Over the past year or so I’ve been seeing a variety of non-relational data stores coming up. They also go by terms such as document databases or key/value stores (or even NoSQL databases). These systems are alternatives to traditional RDBMS’s in that they do not require explicit schema defined a priori. While they do not offer transactional guarantees (ACID) compared to RDBMS’s, they claim flexibility, speed and scalability. Examples include CouchDB, MongoDB and Tokyo Cabinet. Pierre and Brad have described some examples of using CouchDB with bioinformatics data and Rich has started a series on the use of CouchDB to store PubChem data.
Having used RDBMS’s such as PostgreSQL and Oracle for some time, I’ve wondered how or why one might use these systems for cheminformatics applications. Rich’s posts describe how one might go about using CouchDB to store SD files, but it wasn’t clear to me what advantage it provided over say, PostgreSQL.

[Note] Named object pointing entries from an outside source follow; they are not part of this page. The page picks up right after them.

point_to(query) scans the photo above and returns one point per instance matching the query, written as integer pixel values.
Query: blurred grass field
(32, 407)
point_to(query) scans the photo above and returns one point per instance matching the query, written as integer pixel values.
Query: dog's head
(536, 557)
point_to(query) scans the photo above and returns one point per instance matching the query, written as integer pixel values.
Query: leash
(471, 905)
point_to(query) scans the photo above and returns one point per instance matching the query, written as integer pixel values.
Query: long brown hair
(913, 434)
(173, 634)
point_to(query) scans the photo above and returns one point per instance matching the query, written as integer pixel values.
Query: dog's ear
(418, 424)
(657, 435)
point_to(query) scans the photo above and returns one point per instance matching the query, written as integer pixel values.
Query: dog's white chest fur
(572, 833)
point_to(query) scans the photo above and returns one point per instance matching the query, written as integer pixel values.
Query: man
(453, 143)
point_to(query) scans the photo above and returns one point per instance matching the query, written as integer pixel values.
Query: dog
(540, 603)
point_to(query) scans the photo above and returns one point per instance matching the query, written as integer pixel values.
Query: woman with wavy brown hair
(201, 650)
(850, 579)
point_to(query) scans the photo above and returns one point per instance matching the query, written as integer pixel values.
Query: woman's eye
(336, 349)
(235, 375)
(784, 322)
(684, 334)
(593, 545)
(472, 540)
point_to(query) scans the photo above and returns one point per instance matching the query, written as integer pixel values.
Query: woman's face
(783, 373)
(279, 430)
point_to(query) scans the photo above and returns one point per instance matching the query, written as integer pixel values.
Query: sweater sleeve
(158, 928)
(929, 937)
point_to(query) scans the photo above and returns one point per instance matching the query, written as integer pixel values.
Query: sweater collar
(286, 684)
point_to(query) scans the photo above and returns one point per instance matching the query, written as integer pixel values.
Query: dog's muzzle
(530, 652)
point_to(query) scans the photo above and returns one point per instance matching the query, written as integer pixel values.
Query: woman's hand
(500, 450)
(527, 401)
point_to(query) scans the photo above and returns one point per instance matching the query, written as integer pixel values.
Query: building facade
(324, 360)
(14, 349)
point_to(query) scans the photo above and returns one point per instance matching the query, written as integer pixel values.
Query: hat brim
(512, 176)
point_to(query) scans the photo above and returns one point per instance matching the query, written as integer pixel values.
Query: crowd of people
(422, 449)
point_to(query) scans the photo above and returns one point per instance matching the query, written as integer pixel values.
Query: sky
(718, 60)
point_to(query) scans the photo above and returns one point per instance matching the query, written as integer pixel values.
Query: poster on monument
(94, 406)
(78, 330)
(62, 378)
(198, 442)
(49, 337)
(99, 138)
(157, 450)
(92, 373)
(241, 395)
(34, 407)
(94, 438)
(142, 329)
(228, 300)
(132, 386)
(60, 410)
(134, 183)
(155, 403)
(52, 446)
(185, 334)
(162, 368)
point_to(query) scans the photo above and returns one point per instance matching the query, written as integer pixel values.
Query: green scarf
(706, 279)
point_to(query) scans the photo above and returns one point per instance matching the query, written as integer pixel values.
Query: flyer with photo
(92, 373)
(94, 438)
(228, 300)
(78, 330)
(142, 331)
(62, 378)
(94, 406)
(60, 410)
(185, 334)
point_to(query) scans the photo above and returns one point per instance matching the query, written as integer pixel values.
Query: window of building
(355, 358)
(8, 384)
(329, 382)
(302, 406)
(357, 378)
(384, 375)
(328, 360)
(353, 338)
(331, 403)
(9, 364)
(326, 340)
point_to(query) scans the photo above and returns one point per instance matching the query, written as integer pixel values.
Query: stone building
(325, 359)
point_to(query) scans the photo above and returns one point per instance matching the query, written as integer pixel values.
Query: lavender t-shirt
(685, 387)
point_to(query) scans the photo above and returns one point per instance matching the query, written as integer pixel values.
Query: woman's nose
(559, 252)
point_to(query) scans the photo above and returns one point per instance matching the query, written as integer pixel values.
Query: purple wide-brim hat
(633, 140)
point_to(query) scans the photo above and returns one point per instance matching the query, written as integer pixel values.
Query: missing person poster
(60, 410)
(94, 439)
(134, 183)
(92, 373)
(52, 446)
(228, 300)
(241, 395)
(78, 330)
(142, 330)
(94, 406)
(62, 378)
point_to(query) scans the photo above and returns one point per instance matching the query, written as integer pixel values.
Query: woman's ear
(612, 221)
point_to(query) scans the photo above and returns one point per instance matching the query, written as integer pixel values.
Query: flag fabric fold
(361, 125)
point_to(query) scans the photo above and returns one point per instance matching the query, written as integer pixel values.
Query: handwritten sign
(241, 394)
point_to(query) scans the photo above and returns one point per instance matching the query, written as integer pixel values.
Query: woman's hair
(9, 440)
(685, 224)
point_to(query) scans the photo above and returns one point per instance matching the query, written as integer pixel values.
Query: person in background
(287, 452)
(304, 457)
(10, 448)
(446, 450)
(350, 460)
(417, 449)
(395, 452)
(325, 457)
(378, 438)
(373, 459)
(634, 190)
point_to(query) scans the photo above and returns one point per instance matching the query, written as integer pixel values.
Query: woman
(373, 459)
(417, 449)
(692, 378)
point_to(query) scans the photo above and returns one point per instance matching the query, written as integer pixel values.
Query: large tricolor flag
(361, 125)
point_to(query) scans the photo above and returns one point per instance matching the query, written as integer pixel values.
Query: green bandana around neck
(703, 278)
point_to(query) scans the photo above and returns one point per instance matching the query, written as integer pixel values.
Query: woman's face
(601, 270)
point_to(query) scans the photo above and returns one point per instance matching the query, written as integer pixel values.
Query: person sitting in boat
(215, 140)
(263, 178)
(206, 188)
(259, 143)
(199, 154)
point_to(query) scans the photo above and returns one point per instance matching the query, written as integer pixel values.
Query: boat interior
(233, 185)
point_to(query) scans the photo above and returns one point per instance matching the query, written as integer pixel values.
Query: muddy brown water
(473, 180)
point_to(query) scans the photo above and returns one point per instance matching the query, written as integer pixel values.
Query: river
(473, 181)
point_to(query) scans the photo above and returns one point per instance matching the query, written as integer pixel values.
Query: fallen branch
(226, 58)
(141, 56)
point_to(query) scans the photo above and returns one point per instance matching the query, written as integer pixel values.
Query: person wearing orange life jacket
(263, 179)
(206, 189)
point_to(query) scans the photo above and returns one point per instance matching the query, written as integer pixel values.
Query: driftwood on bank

I now realize that if you wanted to store arbitrary chemical data from multiple sources a document oriented database makes life significantly easier compared to a traditional RDBMS. While Rich’s post considers SD files from PubChem (which will have the same set of SD tags), CouchDB and its ilk become really useful when one considers, say, SD files from arbitrary sources. Thus, if one were designing a chemical registration system, the core would involve storing structures and an associated identifier. However, if the compounds came with arbitrary fields attached to them, how can we easily and efficiently store them? It’s certainly doable via SQL (put each field name into ‘dictionary’ table etc) but it seems a little hacky.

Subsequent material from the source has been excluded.